“How Can We Encourage Doctors to Come Home and Serve Well?” Nicholas Brennecke draws on Wendell Berry to consider how the medical profession might encourage young doctors to serve their communities.
“Putting Down Roots.” Patrick T. Brown praises Gracy Olmstead’s new book, but he is not entirely persuaded: “For better or worse, America has a long tradition of optimizing on disruption over continuity, convenience over sustainability, trusting tomorrow’s innovation to solve the problems today’s innovation creates.”
“By Going Virtual During the Pandemic, We’ve Lost Our Sense of Place.” In reflecting on the challenges of online teaching, Scott Newstock argues that we become vulnerable “without something in common between us: a book, a stage, a table, a classroom, a sanctuary all provide what philosopher Ivan Illich called ‘tools for conviviality.’ They sustain a focal point for practiced attention, where making of the highest human kind can take place.”
“Can We Still Reason Together? A Conversation with Robert P. George.” Serena Sigillito interviews Robert George about liberalism, natural law, and originalism.
“Looking Back at a Day When Small-Town Newspaper Editors Could be Heroes.” John W. Miller takes stock of the history and present of local news organizations and reminds us that “local journalism actually demands more accountability than national reporting.”
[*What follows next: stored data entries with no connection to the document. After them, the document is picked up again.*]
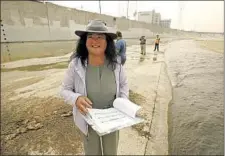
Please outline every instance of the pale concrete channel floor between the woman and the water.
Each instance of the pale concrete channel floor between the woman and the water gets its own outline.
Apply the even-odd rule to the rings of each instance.
[[[153,46],[147,46],[147,55],[139,55],[139,47],[134,46],[128,54],[125,68],[129,87],[141,95],[137,101],[142,106],[143,124],[121,130],[118,154],[167,155],[168,154],[168,104],[172,99],[171,83],[164,63],[164,50],[152,61]],[[139,56],[138,56],[139,55]],[[136,56],[136,58],[134,57]],[[137,60],[139,60],[137,62]]]

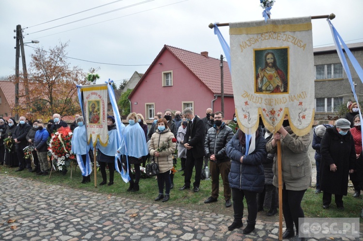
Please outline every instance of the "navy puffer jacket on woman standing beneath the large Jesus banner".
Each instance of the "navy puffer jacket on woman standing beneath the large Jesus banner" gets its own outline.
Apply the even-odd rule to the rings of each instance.
[[[256,137],[255,151],[245,156],[246,147],[242,146],[236,135],[227,144],[227,156],[231,159],[231,169],[228,175],[229,186],[240,190],[262,192],[265,184],[262,162],[267,157],[266,140],[259,128]],[[244,134],[242,134],[244,135]],[[243,163],[240,162],[243,156]]]

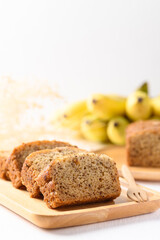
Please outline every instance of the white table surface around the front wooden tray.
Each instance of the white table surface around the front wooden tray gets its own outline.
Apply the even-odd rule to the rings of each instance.
[[[158,182],[139,182],[160,191]],[[45,230],[0,206],[0,239],[160,239],[160,209],[154,213],[85,226]]]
“Inside America’s Most Interesting Magazine, and Media’s Oddest Workplace.” Ben Smith chronicles the story behind the Harper’s Letter last summer and writes about the unusual magazine that published it: “Central to some of Harper’s best work are stories of dislocation rooted in a basic skepticism of the American free market.” Smith’s profile has apparently been good for Harper’s bottom line.
“Georgia on Everyone’s Mind.” There has been a lot of partisan posturing in response to Georgia’s recent election law. Staff writers for The Dispatch wade into this mess and do a good job of setting the record straight.
“How Polarization Ate Our Brains.” Zeynep Tufekci critiques sloppy reporting on COVID deaths in Florida: “Lots of people are angry, very angry with Florida, and willing to quickly believe the worst.” She also writes about the unfortunate fact that masks have become a “talisman” operating “as a tribal signifier.”
“New MFA Program Aims for Renewal of Literary Craft Rooted in Robust Catholic Tradition and Imagination.” Carl E. Olson interviews the co-founders of a new MFA. James Matthew Wilson and Joshua Hren have both written for FPR over the years, and they describe what sounds like a rich curriculum of study.
“The Death of God and the Death of Higher Education.” Mark Mitchell argues that without God and the commitment to truth that theism implies, higher education degenerates into a quest for power.
“Date Local: Why You Might Want to Avoid the Online Dating Trap.” Aaron M. Renn describes who wins and who loses in the online dating game.
“Will the CSA Boom Survive Beyond the Pandemic?” The initial reports appear to be yes, according to Bridget Shirvell.
“‘Babylon Berlin,’ Babylon America?” Ross Douthat considers parallels between a TV show about Weimar Germany and today’s politics. He describes 1920s Berlin as “a self-contained world of deracination and atomization, sexual experimentation and depravity, utopian fantasy and reactionary zeal, old and new bigotries, media frenzies and political radicalization. What is the city, if not the late–1920s version of the internet?” But he also sees some major differences.
“The 50/50 Problem: How the Internet Is Distorting Our Reality.” S. Adam Seagrave draws attention to a disturbing fact: “more than 50 percent of Americans spend more than 50 percent of their waking hours living in virtual, artificial worlds rather than the given, created one in which their bodies exist. The 50 percent threshold represents a tipping point that renders dialogue, deliberation, civic friendship, and compromise extraordinarily difficult in any society.”
“Amazon’s Twitter Army Was Handpicked for ‘Great Sense of Humor,’ Leaked Document Reveals.” Ken Klippenstein reports on the, uh, interesting social media marketing strategy Amazon employs.
“Love & Philosophy: Three Responses to James K. A. Smith.” Are poets and philosophers really at odds? John Wilson invited three writers—Davey Henreckson, M. M. Townsend, and Justin Ariel Bailey—to wrestle with this question in response to a recent essay by the (erstwhile?) philosopher Jamie Smith.
“Questioning Cultural Humility.” Elizabeth Corey critiques the educational model named by “cultural humility” and in its place recommends a liberal education.
“The Church Amongst the Counter-Institutions.” Brad Edwards takes the recent documentary The Social Dilemma as an occasion to reflect on what happens when we replace institutions with platforms or, as he calls them, “counterfeit institutions”: “Facebook and Twitter are simply not neutral vehicles for communication. As digital liturgies shaping our affections, they are the purest forms of systemic individualism humanity has ever seen.”
“What Is Freedom For?” Joshua Heavin reflects on the calamitous winter storm that hit his home state: “Texans love Texas. Texans love freedom. What is our freedom for?”